Segundo explica o procurador, sem denúncias não há processo penal. E a consequência dessa equação tem sido a pior possível. Pois em razão da queda do número de ações, o Tribunal de Justiça do Rio decidiu extinguir varas criminais.

Para Vieira, a origem dos problemas está nos inquéritos conduzidos pela Polícia, que dão base ao trabalho do MP e que também registraram queda. Uma solução sugerida pelo procurador, para tentar reverter a situação, é intensificar o controle sobre a atividade policial.

Na avaliação do chefe do MP-RJ, a Polícia não vai reclamar. “Acredito que o interesse da polícia seja convergente com o do Ministério Público.
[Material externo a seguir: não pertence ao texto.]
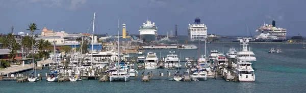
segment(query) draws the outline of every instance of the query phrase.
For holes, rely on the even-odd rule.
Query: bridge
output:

Estamos caminhando no mesmo sentido”.

Marfan Vieira conduzirá a instituição até 2017 e promete investimentos na estrutura física e a organização de concursos públicos para preencher o incompleto quadro de servidores.

O procurador-geral de Justiça do Rio fala também sobre a política de pacificação nas comunidades cariocas, da relação do MP-RJ com os advogados e sobre a crítica à instituição quanto a um uso abusivo da delação premiada nas operações deflagradas pela Polícia Federal recentemente e que envolvem corrupção.

Leia a entrevista:

ConJur — Esse é o seu quarto mandato à frente do Ministério Público do Rio de Janeiro. Quais são os seus planos para instituição?
Marfan Vieira —
Os planos continuam os mesmos, desde o primeiro mandato. Os planos são de fortalecimento, de dar aos promotores e procuradores de Justiça, que estão exercendo o papel que a Constituição e as leis conferem ao Ministério Público, a estrutura e o apoio necessário para que possam cumprir, com efetividade e estrutura, o trabalho que foi conferido a eles. Acho que o papel do gestor do Ministério Público é exatamente o de dotar a instituição, especialmente no que concerne à atividade fim, de recursos materiais e humanos necessários para que ela possa cumprir bem o papel que lhe foi reservado pela Constituição e pelas leis. Vamos continuar com as ações que tenham por objetivo melhorar o exercício da atividade-fim. Vamos fazer, por exemplo, ainda nesse ano, um grande concurso público para servidores, para os cargos de técnico de procuradoria, técnico de notificação e analista processual. O papel do procurador-geral de Justiça e do seu staff é o de caminhar para que o Ministério Público possa cumprir seu papel e exercer com eficiência e com eficácia sua atividade fim, correspondendo aos anseios da sociedade.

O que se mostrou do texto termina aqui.